With mounting pressure from policies introduced by U.S. President Donald Trump that cut funds for family planning programmes worldwide, providers are being forced to deliver more with less.

Such pressure often results in the prioritisation of easily accessible urban populations at the expense of people living in remote rural areas. 

Yet the pioneering work of environmental groups partnering with health agencies is drawing attention to people living in isolated areas, who fall outside of the laser focus on cost-effectiveness and are at risk of being left behind, by providing an elegant solution for meeting their needs.

A Marie Stopes nurse preparing to travel by motorbike to reach an isolated community near the Anjanaharibe-Sud Special Reserve, northeast Madagascar © Lemur Conservation Foundation/File photo

From Tanzania to Indonesia, the experiences of health and environmental organisations working together in biodiversity hotspots across the world demonstrate that resourceful mechanisms do exist for reaching overlooked and under-served populations and advancing equitable access to contraception for the most marginalised women and girls.

This is evidenced by a vibrant cross-sector movement in Madagascar where groups including Marie Stopes, the Wildlife Conservation Society and the Lemur Conservation Foundation are collaborating to increase access to family planning services in extremely isolated areas, reaching some 135,000 people to date. 

Environmental organisations are inviting health agencies to piggyback onto their operational infrastructure and community relations, thereby enabling mobile service delivery and strong family planning uptake in areas previously deemed too difficult or expensive to reach.

Women now make up more than a third of the community representatives tasked with governing the Velondriake locally managed marine area (LMMA) in southwest Madagascar, where contraception use has increased more than sixfold since access to family planning services was provided by Blue Ventures and its health partners in 2007 © Johanna Medvey/File phot

Eugène Andriamasy, the partnerships coordinator of Marie Stopes Madagascar, explains how these cross-sector partnerships work: 

"We collaborate with environmental groups who share our desire to ensure full access to free and informed family planning choices for the communities with whom they work on local conservation initiatives. Sometimes our mobile teams use the transport of these environmental groups to reach remote communities, for example, travelling by boat to coastal villages inaccessible by road during the rainy season or even by motorbike on narrow tracks to communities deep inside forested areas."
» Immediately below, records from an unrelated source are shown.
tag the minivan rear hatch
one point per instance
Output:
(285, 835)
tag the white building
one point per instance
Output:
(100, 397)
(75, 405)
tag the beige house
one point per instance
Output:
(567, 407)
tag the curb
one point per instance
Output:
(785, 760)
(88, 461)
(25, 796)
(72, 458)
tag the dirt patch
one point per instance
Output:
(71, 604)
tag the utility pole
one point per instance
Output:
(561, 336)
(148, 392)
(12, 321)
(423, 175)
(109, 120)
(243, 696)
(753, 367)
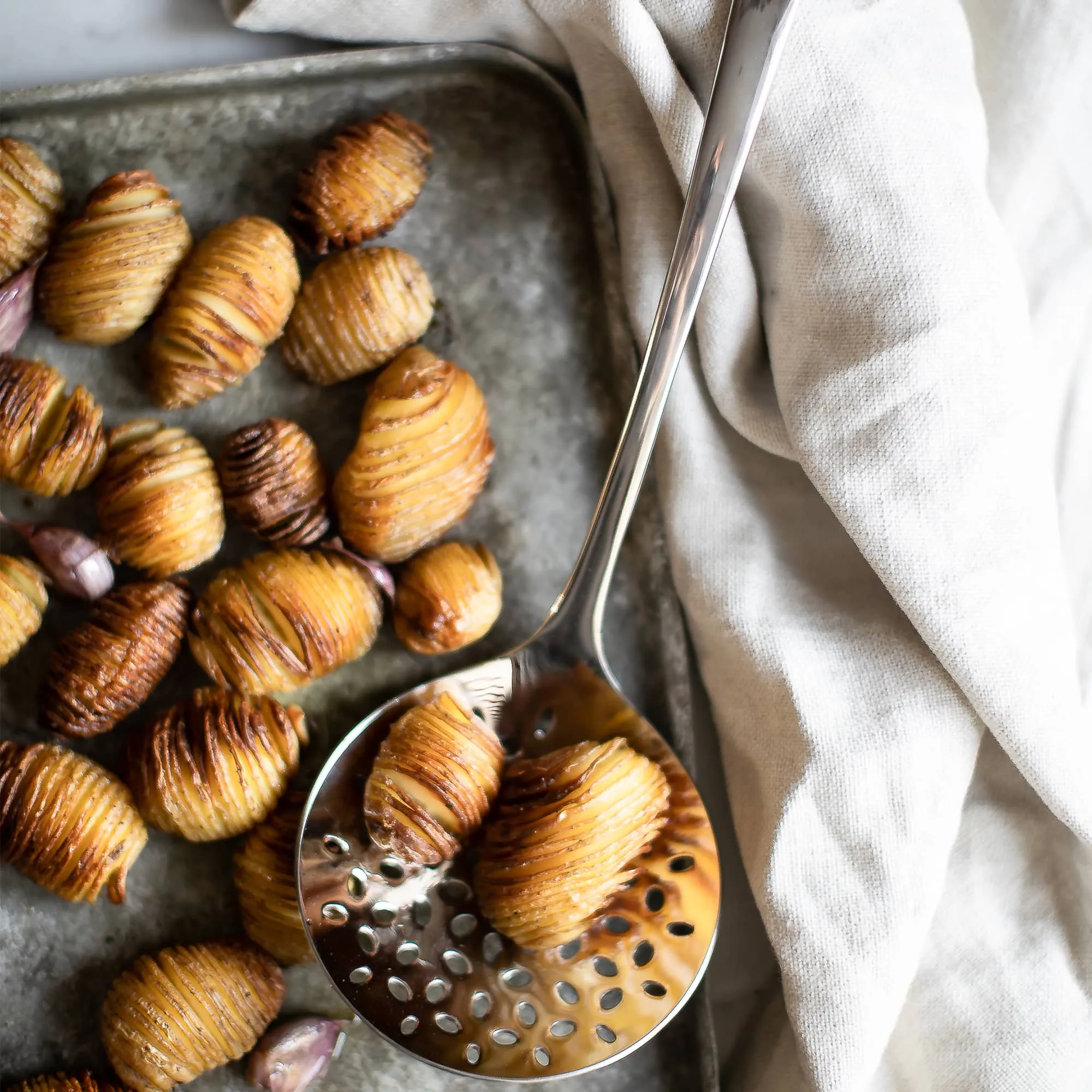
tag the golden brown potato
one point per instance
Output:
(217, 765)
(23, 602)
(106, 668)
(159, 500)
(266, 880)
(175, 1015)
(434, 780)
(283, 619)
(274, 481)
(567, 829)
(62, 1083)
(51, 442)
(109, 270)
(228, 305)
(355, 313)
(422, 458)
(447, 598)
(66, 823)
(32, 198)
(363, 184)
“We train the staff of these environmental groups to offer basic information about contraceptive options and reproductive rights so that they can raise awareness of our services within communities before our mobile teams arrive, often engaging men as well as women in discussions about family planning through natural resource management meetings and other forums,” Andriamasy explains.

Although addressing the needs of these isolated populations can be more costly than serving their urban counterparts, a recent International Planned Parenthood Federation report suggests that doing so can generate significant impacts for other key health and sustainable development goals. 

Indeed, results from the integrated health-environment programme of marine conservation organisation Blue Ventures in Madagascar show how increasing access to family planning services for remote coastal communities can lead to significant uptake of contraceptives while achieving progress in other areas such as gender equality in natural resource management

So at a time when it would be all too easy to overlook hard-to-reach populations in the pursuit of ambitious family planning goals, these collaborative health-environment initiatives should serve as a courageous reminder for global health actors: it is possible to balance a drive for cost-effectiveness with a greater concern for contraceptive equity, and an appreciation of the wider value of investing in family planning for the most marginalised.

Laura Robson is a global health professional who has been working with environmental groups for over 7 years. She currently manages the health-environment partnerships of marine conservation organisation Blue Ventures in Madagascar.